Need to change policies to rectify trade gap

KATHMANDU, July 12

Import substitution has been mentioned at least once in the budget documents of the last five years as a means to narrow down Nepal’s ballooning trade deficit.

Nepal’s trade gap has been widening year after year and stood at a whopping Rs 557.13 billion in the first 10 months of the current fiscal year, show the data of Nepal Rastra Bank. This is because of discrepancy in exports and imports of merchandise goods.

If the current trend continues, Nepal’s trade deficit will further expand in the next fiscal when the country has to import goods to fulfill reconstruction needs.

So, does this indicate imports are not healthy for an economy? No. But the problem with Nepal is that it has not been able to offset the impact of imports by raising exports. In the first 10 months of the current fiscal year alone, Nepal imported merchandise goods worth Rs 628.10 billion. In contrast, merchandise exports, in the same period, stood at mere Rs 70.97 billion.

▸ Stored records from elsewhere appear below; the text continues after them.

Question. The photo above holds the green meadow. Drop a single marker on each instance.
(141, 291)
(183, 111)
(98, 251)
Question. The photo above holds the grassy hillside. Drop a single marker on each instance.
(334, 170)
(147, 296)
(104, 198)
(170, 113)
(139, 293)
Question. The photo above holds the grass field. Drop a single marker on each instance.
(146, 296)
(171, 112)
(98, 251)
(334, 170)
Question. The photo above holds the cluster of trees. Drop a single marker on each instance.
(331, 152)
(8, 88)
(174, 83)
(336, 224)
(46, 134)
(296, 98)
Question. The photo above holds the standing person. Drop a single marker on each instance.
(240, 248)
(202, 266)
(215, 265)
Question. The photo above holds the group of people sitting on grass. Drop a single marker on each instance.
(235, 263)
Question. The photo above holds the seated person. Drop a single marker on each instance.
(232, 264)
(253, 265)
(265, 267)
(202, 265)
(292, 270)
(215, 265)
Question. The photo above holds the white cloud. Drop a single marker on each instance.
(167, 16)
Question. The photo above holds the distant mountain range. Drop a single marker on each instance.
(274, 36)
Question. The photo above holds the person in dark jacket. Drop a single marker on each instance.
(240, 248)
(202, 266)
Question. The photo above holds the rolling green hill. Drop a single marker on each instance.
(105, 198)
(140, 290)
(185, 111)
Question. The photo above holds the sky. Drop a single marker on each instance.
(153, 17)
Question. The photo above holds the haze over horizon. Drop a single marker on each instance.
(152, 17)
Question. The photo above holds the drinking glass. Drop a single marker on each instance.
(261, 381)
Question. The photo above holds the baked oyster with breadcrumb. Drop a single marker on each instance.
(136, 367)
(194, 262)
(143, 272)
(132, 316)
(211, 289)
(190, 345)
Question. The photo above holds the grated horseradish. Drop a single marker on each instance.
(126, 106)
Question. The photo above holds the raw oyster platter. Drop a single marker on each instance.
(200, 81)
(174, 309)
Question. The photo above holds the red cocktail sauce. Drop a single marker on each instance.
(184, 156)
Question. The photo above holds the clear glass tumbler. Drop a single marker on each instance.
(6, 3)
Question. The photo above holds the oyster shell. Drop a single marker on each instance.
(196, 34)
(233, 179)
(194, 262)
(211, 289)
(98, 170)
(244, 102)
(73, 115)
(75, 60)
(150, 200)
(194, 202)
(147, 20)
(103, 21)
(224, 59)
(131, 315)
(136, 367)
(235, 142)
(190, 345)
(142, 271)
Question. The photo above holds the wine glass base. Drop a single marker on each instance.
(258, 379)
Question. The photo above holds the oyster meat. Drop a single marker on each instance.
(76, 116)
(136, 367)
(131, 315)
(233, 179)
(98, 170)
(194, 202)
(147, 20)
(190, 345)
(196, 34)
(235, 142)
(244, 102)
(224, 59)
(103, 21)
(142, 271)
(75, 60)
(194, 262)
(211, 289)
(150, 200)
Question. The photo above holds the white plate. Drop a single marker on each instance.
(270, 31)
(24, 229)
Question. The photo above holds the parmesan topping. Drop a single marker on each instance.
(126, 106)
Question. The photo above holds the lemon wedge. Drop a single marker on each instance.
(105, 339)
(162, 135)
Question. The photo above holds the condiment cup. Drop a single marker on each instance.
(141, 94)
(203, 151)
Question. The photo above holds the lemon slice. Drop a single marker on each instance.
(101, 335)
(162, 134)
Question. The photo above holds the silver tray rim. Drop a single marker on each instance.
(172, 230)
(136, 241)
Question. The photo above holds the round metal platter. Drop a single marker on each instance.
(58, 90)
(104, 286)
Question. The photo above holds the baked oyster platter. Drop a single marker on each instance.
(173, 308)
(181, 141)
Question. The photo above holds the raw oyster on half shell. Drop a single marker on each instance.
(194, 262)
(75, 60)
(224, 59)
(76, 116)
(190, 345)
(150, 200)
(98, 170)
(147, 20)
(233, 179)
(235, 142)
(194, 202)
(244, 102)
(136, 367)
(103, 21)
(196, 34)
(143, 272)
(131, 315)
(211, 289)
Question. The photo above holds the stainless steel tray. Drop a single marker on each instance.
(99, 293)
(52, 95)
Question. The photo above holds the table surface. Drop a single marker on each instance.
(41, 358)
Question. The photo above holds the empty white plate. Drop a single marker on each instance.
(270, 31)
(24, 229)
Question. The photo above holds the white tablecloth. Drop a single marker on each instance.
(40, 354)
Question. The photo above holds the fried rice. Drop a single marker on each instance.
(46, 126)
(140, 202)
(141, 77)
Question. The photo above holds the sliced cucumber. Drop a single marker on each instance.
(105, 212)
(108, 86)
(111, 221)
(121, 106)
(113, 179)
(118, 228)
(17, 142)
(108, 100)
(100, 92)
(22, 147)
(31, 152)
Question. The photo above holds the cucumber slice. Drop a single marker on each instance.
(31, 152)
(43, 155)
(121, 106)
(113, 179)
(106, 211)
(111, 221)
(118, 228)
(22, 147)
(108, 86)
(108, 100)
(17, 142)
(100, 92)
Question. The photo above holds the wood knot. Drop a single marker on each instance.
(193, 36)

In other words, for every rupee of exports, the country imported Rs 11.3 worth of merchandise goods.

One of the reasons for burgeoning imports is that the country has to bring in everything from petroleum products to other raw materials from abroad, as very few of these goods are locally produced. This means the country has to first import to be able to export finished goods.

In this regard, sudden fall in imports also does not bode well for the country, as it indicates slowdown in industrial activities, which is not good for the economy.

But lately lots of goods meant for domestic consumption, which are being produced in the country at almost the same price as imported ones, are also being brought in from foreign countries. In other words, foreign products with relatively better competitive advantage are fast replacing domestic products.

This, in a way, is benefiting consumers, as they are being able to purchase goods of similar quality at relatively lower prices. And they are not likely to simply revert to domestic products unless they get value for their money.

So, the only way to lure consumers towards domestic products is to enhance competitive advantage of domestic industries.

Production capacity and cost competitiveness of domestic industries are eroding fast because of problems, such as prolonged hours of power cuts, inadequate transport infrastructure, lack of technology transfer and innovation, recurring labour disputes, shortage of facilities, such as warehouse and testing laboratory, lack of skilled human resources and policy inconsistencies. While these critical issues need to be addressed immediately to enhance competitiveness of domestic industries, what is also important is to identify imported foreign products manufactured using direct and indirect subsidies extended by governments of those countries.

It is well known that direct and indirect subsidies extended by developed countries, as well as India and China, are reducing competitiveness of Nepal’s agricultural products. Such benefits provide leverage to foreign firms to sell goods at cheaper prices, while domestic firms, that are not entitled to those benefits, suffer.

Also, the government should identify products in which Nepal is self-sufficient and curb import of such goods. However, such protection should be given to industries which produce high-quality products, so that consumers are not forced to consume low-quality products in the name of protecting Nepali industries. This will ensure the country’s hard-earned foreign currency is utilised only in areas where there is demand-supply gap between Nepal-made goods.

“In this regard, we want the government to reduce import duties on raw materials and impose higher customs tariffs and countervailing duties on selected imported products. This can only provide domestic industries an edge,” said Saurabh Jyoti, chairperson of Tax and Revenue Committee at the Federation of Nepalese Chambers of Commerce and Industry.

As of now, the Ministry of Agricultural Development has identified some imported cereal crops, vegetables and fruits that are gaining undue advantage over domestic products because of subsidies.

However, the Ministry of Commerce and Supplies, which is drafting the Safeguard, Anti-dumping and Countervailing Bill to protect and promote domestic industries, is yet to identify such goods, a senior MoCS official said.

If the government can identify those goods and impose extra duties on them, ‘more domestic industries can flourish here’, added Jyoti. This will ultimately create more jobs, generate more revenue for the government, and give a boost to capital formation process.